De Nederlandse Vereniging van Anesthesiemedewerkers en de Landelijke Vereniging van Operatieassistenten hebben zich samen met de Beroepsvereniging Recovery-verpleegkundigen tegen deze afspraken van de ziekenhuizen gekeerd. Daarbij hebben zij onder meer aangevoerd dat de afspraken die in het convenant zijn gemaakt, in strijd zijn met artikel 6 van de Mededingingswet (Mw). Ingevolge dat artikel is het verboden afspraken te maken die de strekking hebben de mededinging te verhinderen, te beperken of te vervalsen. Dat geldt ook voor afspraken die beperking van de mededinging feitelijk tot gevolg heeft. Het moet dan gaan om een merkbare mededingingsbeperking. 

De ziekenhuizen hebben nog aangevoerd dat artikel 6 Mw niet van toepassing is, nu tussen partijen de CAO Ziekenhuizen geldt. De ruimte die de CAO laat kan niet worden getoetst aan artikel 6 Mw. Het Gerechtshof ’s-Hertogenbosch volgt de ziekenhuizen hier niet in. De discussie tussen partijen over de vraag of door het convenant de mededinging merkbaar wordt beperkt, richt zich met name op een paar elementen uit het convenant, namelijk de arbeidsmarkttoeslag, de 12 maanden-eis en de inkoopafspraak. Door de inkoopafspraken tussen de ziekenhuizen en detacheringbureaus wordt naar het voorlopig oordeel van het Gerechtshof de mededinging op de relevante arbeidsmarkt niet merkbaar verhinderd of beperkt. De 12 maanden-eis leidt echter wel tot een beperking van de mededinging, althans een beperking van de mogelijkheden van anesthesiemedewerkers en operatieassistenten op de arbeidsmarkt waar het betreft de aan het convenant gebonden ziekenhuizen.

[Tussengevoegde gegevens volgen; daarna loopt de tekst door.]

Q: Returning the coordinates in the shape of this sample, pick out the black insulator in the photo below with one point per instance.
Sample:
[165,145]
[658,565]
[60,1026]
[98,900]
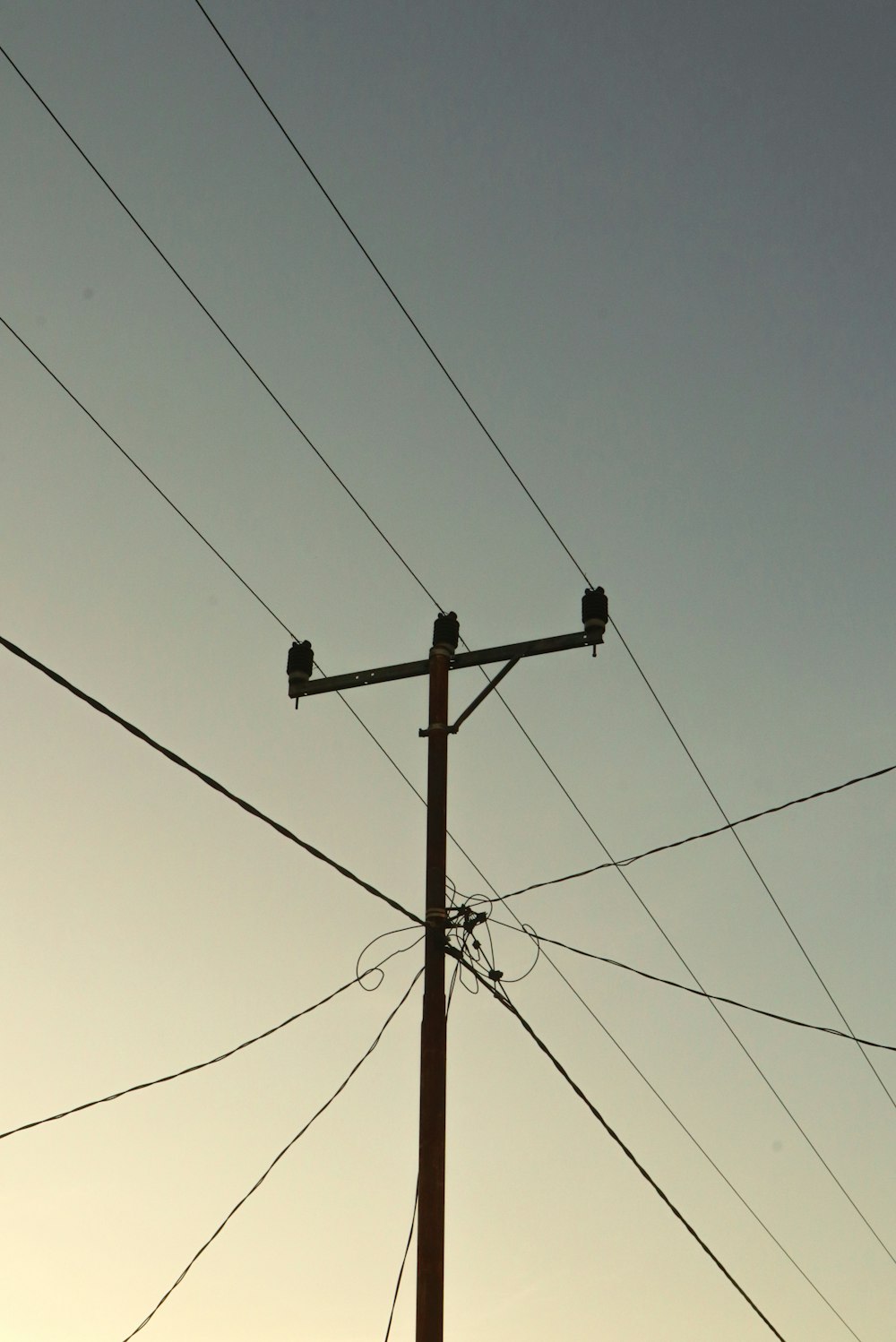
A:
[299,665]
[445,632]
[594,612]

Dit zelfde geldt ook voor de arbeidsmarkttoeslag. 

Het convenant was volgens de ziekenhuizen een antwoord op het toenemende tekort aan personeel op de operatiekamers en daarnaast een waarborg voor de continuïteit en kwaliteit van zorg voor de patiënten, waarbij nog steeds voldoende ruimte overblijft voor onderlinge concurrentie en behoud van werkgelegenheid. Het Gerechtshof ziet dit echter anders en steekt hier met een beroep op de Mededingingswet een stokje voor.